We will be recruiting individuals who illegally race around public spaces and those who systemically indulge in rash riding. We will bring them to the race tracks. We are going campaigning around malls, IT parks, and colleges. After a few rounds of selections, we will be shortlisting the number of riders who will be subject to training for national championships.
Racing has been stereotyped as a male-dominated sport. You've obviously done a lot towards breaking that stereotype. How has that worked for you?
Racing is for men - How often have we heard that phrase? And that phrase is not just limited to that particular sport but in every aspect of life. But I am not one to just keep absorbing sexist statements like this. Now we have a little more than what it used to be, for a woman racer, but the real problem is when women compete with women. We all have to accept the hard truth that men are physically stronger and that is an added advantage in this field, but we as women are mentally stronger. All we have to do is the leverage that mental strength and work on our fitness and then go ahead with competing against men to get better at what we do. I idolise Mary Kom for that very reason. Post-practice, she competes with men in the ring.

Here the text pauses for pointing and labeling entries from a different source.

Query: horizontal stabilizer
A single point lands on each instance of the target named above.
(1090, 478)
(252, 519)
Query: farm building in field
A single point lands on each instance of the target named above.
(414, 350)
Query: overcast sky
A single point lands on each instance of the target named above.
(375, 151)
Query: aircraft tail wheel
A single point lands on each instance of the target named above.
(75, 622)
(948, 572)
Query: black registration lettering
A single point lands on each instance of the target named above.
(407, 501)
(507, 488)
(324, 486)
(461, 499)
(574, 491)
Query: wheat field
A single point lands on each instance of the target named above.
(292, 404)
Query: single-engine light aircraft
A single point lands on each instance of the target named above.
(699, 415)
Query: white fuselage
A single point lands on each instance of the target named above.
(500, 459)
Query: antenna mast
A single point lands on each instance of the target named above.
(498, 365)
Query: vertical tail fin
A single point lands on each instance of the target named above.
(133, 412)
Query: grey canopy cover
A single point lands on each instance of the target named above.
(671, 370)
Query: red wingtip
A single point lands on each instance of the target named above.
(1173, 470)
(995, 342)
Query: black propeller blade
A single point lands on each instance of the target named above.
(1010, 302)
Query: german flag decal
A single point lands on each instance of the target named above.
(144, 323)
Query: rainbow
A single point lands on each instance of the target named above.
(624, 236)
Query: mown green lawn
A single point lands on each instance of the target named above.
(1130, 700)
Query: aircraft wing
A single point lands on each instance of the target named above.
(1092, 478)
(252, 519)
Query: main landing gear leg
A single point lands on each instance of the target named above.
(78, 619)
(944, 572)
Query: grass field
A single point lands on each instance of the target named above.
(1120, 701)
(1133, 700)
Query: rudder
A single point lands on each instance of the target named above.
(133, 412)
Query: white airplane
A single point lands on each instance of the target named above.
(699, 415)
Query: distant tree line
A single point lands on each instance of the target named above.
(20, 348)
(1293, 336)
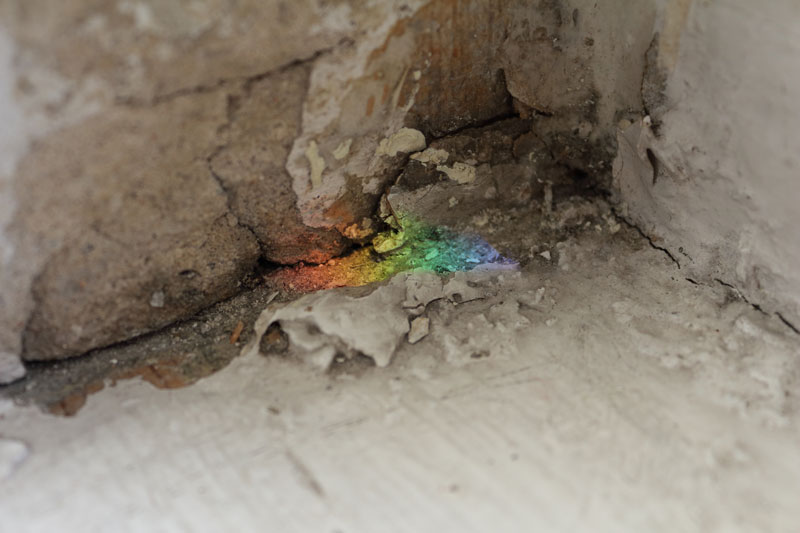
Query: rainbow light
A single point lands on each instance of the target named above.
(424, 248)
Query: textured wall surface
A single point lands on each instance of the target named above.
(158, 148)
(154, 150)
(720, 187)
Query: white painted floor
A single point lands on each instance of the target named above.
(625, 400)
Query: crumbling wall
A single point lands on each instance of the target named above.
(711, 173)
(159, 148)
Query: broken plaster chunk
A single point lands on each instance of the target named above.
(317, 164)
(422, 288)
(11, 367)
(13, 453)
(420, 327)
(434, 156)
(386, 242)
(322, 324)
(343, 150)
(461, 173)
(157, 299)
(406, 140)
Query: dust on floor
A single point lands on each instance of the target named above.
(593, 390)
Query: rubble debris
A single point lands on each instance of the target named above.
(461, 173)
(343, 150)
(434, 156)
(419, 329)
(237, 331)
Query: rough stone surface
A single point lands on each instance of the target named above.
(712, 174)
(265, 118)
(125, 206)
(152, 135)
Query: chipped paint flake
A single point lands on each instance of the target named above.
(343, 150)
(434, 156)
(461, 173)
(406, 140)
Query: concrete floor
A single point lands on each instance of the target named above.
(597, 391)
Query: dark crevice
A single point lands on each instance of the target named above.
(506, 115)
(646, 237)
(788, 324)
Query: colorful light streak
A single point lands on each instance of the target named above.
(421, 247)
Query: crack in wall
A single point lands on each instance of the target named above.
(641, 232)
(735, 290)
(229, 82)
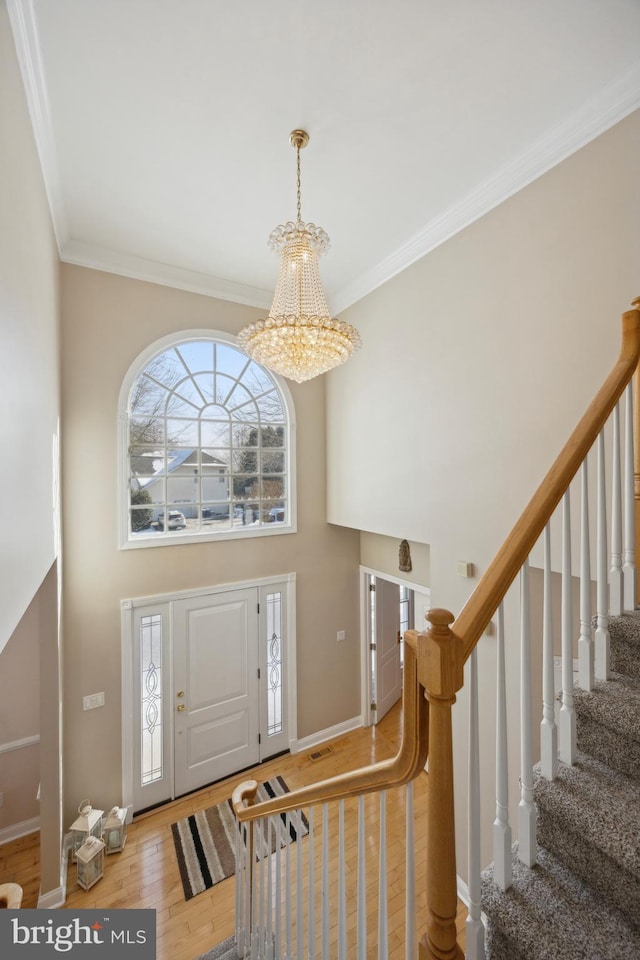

I always tell my girls to keep the idea of competing with men as a benchmark and that is how that stereotype can be broken.
You got a taste of the track when you were very young. How did it feel to win your first MRF national Go-Karting Championship when you were 13?
It was a long time ago and the most intriguing part of the competition was competing with boys. These boys are now big-racers in India. I started off racing when I was eight years old. All these boys were trying to push me off because they didn't want a girl to prove herself better. It was a mix of drama and crying and being bullied for being a girl. Did that push my self-esteem low? No, it did not. I just learned to deal with it and make myself stronger at that tender age. This has just made me a lot more head-strong now. It definitely is an experience to remember.
Since your father was your biggest source of inspiration and motivation, what was the best advise he gave you?
It's a funny story. My dad always told that me that I was not good and I needed to set a benchmark to get better every time I was on the racetrack. You would think that would pull me down. Instead, it just pushed me to work harder and get better at it by the day. I owe all my achievements to dad and he still never fails to bring out the best in me
With India heavily inclined towards cricket, is racing getting any support from the general environment - fans, sponsors etc?
Cricket has dominated every sport in India and motorsport is a very niche and expensive sport. Competing against cricket would be a massive hurdle to overcome. I am trying so hard on my part raise awareness on the sport, which is why I have initiated campaigns and programmes on the racetrack and have involved school children and youngsters in motorsports. I am doing my part for the betterment and accessibility of the sport and can only hope that we soon build a motorsport community.
That sounds great. Do you have any advice for aspiring racers?
Winning one race on track should not be the end result. One win should be treated as a stepping stone to the next win and it should go on. Don't stop, the sky is your limit.